The expression of endo-β-1,4-glucanase D-like (cellulase) was food independent (rmANOVA, F1,54=1.33, P=0.25), but differed with larval age (rmANOVA, F8,54=14.58, P<0.0001) and there were interactions between these factors (rmANOVA, F8,54=3.68, P=0.0017; Fig. 1E). The same results were found for the expression of xylanase/β-glucanase-like, where there was no difference between feeding conditions (rmANOVA, F1,54=0.053, P=0.82) and some differences with larval age (rmANOVA, F8,54=8.59, P<0.0001), but there were no interactions between those factors (rmANOVA, F8,54=1.63, P=0.14; Fig. 1G). trehalase had the greatest differences in response to food (rmANOVA, F1,54=172.76, P<0.0001) with a striking effect of 63-fold higher expression levels under low food conditions compared with the high food treatment at 7 dpf. Overall trehalase transcript abundance differed with larval age (rmANOVA, F8,54=18.88, P<0.0001) and there was a significant interaction between larval age and feeding conditions (rmANOVA, F8,54=14.58, P<0.0001; Fig. 1I).
Independent of feeding treatment or larval age, xylanase/β-glucanase-like with 1.5(±0.64)×10−3, followed by β-1,3-glucanase (laminarinase) with 7.4(±4.1)×10−4, had the highest mean transcript levels relative to EF1a. α-amylase 1 and endo-β-1,4-glucanase D-like (cellulase) had the lowest mean transcript levels with 4.1(±2.0)×10−4 and 2.3(±1.8)×10−4, respectively (Fig. 2).

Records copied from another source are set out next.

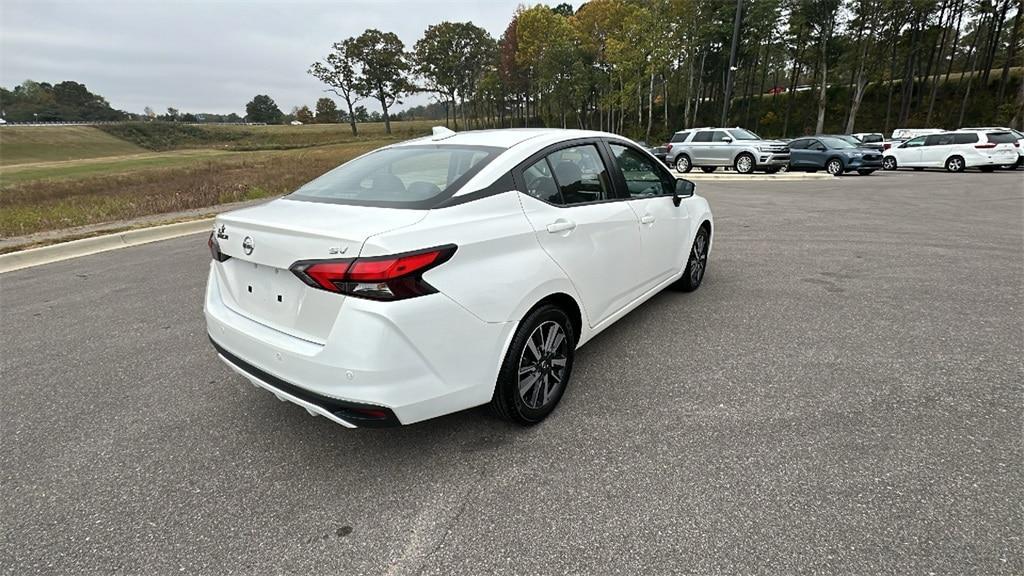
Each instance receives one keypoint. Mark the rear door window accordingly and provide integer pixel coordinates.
(940, 139)
(1000, 137)
(643, 177)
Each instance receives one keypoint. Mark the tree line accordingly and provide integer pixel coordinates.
(647, 68)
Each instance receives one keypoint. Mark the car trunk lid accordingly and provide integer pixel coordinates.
(264, 241)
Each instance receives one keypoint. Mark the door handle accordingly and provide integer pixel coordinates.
(561, 224)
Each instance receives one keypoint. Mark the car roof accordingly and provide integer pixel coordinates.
(505, 137)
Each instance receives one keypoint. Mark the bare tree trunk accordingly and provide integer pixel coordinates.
(967, 93)
(1011, 55)
(650, 106)
(823, 96)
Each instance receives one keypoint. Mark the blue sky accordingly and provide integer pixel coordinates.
(209, 55)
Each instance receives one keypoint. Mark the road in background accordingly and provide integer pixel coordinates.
(842, 396)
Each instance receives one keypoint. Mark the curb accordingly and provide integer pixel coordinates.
(86, 246)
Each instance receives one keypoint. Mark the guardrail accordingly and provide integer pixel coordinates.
(101, 122)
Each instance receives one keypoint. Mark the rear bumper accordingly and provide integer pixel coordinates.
(862, 163)
(410, 360)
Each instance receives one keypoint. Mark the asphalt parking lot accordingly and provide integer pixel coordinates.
(843, 396)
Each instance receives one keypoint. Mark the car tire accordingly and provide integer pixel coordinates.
(529, 351)
(744, 164)
(954, 164)
(835, 167)
(696, 262)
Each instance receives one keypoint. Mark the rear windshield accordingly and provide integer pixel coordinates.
(1001, 137)
(417, 176)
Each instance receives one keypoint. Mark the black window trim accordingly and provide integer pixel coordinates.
(437, 201)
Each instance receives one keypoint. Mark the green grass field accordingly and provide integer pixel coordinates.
(57, 177)
(19, 145)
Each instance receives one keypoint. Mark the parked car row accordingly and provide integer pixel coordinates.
(744, 152)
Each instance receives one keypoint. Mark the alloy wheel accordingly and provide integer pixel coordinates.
(744, 164)
(542, 365)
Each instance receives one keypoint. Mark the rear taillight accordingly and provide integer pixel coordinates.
(215, 248)
(377, 278)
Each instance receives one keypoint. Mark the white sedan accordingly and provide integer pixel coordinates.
(450, 272)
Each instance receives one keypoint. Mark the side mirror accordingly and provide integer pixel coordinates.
(684, 189)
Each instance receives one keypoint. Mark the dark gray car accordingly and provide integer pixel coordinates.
(833, 154)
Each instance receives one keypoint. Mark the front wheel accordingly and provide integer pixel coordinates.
(696, 263)
(537, 367)
(743, 164)
(835, 167)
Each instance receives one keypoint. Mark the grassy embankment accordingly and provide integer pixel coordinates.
(62, 176)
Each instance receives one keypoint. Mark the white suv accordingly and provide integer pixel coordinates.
(954, 152)
(450, 272)
(1020, 141)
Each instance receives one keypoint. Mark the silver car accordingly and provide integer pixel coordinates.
(710, 149)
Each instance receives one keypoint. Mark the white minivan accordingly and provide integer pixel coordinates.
(954, 152)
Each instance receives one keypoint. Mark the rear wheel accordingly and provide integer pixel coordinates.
(537, 367)
(696, 263)
(835, 167)
(743, 163)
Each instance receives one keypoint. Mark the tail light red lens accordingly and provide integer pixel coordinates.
(378, 278)
(215, 249)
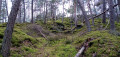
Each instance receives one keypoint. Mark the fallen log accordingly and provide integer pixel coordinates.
(84, 47)
(80, 51)
(100, 13)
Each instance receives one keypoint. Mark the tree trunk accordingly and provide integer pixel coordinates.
(91, 12)
(32, 12)
(9, 29)
(75, 11)
(63, 12)
(104, 15)
(0, 6)
(85, 16)
(112, 20)
(24, 12)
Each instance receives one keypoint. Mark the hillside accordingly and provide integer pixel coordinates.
(61, 41)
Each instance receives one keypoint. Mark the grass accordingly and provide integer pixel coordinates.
(60, 44)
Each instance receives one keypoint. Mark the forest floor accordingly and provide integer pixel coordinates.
(61, 41)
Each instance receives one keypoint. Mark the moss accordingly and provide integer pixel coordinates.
(28, 49)
(16, 55)
(104, 44)
(64, 51)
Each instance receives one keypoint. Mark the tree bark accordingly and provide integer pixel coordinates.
(85, 16)
(104, 15)
(112, 20)
(91, 12)
(24, 12)
(0, 6)
(75, 12)
(9, 29)
(63, 12)
(32, 12)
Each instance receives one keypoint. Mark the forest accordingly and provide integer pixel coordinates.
(59, 28)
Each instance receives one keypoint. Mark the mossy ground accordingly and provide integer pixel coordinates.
(60, 43)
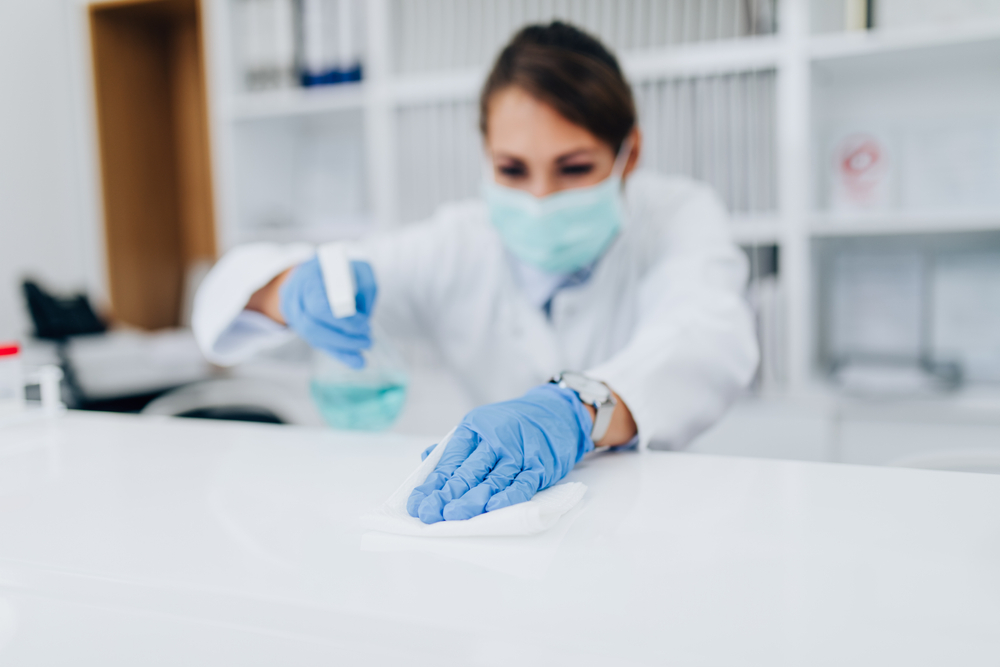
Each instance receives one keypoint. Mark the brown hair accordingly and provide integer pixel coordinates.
(570, 71)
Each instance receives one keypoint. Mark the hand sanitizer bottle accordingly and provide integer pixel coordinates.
(368, 398)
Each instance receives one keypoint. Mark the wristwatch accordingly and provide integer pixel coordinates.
(592, 392)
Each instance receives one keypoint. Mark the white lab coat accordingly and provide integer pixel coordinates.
(662, 319)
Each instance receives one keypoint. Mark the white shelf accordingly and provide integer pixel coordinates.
(756, 229)
(738, 55)
(892, 223)
(862, 43)
(442, 85)
(298, 101)
(704, 58)
(346, 230)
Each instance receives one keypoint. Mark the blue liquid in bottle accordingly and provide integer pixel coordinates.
(359, 407)
(363, 399)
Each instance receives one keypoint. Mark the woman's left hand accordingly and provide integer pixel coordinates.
(504, 453)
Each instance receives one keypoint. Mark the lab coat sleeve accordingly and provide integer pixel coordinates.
(694, 349)
(225, 331)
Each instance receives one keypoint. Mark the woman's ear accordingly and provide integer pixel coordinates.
(635, 136)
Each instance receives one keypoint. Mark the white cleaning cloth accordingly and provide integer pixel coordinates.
(534, 516)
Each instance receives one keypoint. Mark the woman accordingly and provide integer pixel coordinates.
(571, 261)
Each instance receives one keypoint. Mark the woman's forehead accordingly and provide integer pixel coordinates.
(520, 124)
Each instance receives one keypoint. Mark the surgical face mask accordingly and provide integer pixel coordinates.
(562, 232)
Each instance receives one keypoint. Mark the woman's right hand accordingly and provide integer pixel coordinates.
(304, 306)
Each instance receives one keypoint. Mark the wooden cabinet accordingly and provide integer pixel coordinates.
(149, 78)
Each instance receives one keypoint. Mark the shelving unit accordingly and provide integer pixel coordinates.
(416, 116)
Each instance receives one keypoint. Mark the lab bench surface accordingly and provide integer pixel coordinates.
(135, 540)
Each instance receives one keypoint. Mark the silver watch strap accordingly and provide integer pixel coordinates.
(602, 419)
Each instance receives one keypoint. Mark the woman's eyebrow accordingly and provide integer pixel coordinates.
(586, 152)
(505, 156)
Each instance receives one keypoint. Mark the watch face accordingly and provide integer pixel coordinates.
(590, 390)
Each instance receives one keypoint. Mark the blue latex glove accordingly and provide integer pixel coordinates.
(504, 453)
(306, 309)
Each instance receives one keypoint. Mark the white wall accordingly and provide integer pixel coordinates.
(46, 198)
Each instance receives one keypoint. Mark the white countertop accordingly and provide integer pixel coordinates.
(130, 540)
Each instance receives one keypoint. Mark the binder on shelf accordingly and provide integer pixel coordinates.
(329, 42)
(265, 38)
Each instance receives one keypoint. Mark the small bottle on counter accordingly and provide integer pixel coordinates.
(11, 378)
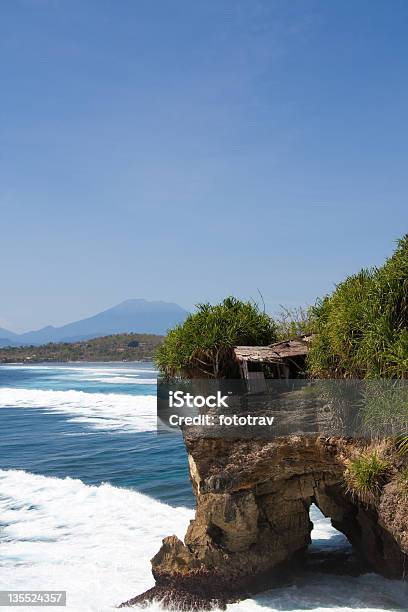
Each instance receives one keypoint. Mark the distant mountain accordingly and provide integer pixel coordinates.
(138, 315)
(8, 338)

Comparative representation of candidate gene expression data from analyzed samples. The data included in this figure (from Fig. 1A,C,E,G,I) pertain to feeding-competent larvae from 3 days post-fertilization onwards, without differentiation based on feeding conditions (n=64). Statistical analysis was conducted using one-way ANOVA followed by Tukey's multiple comparisons test. β-1,3, β-1,3-glucanase; α-amy, α-amylase 1; β-1,4, endo-β-1,4-glucanase; xyl, xylanase/β-glucanase-like; tre, trehalase. Different letters indicate statistically significant differences (one-way ANOVA, F4,315=15.03, P<0.0001).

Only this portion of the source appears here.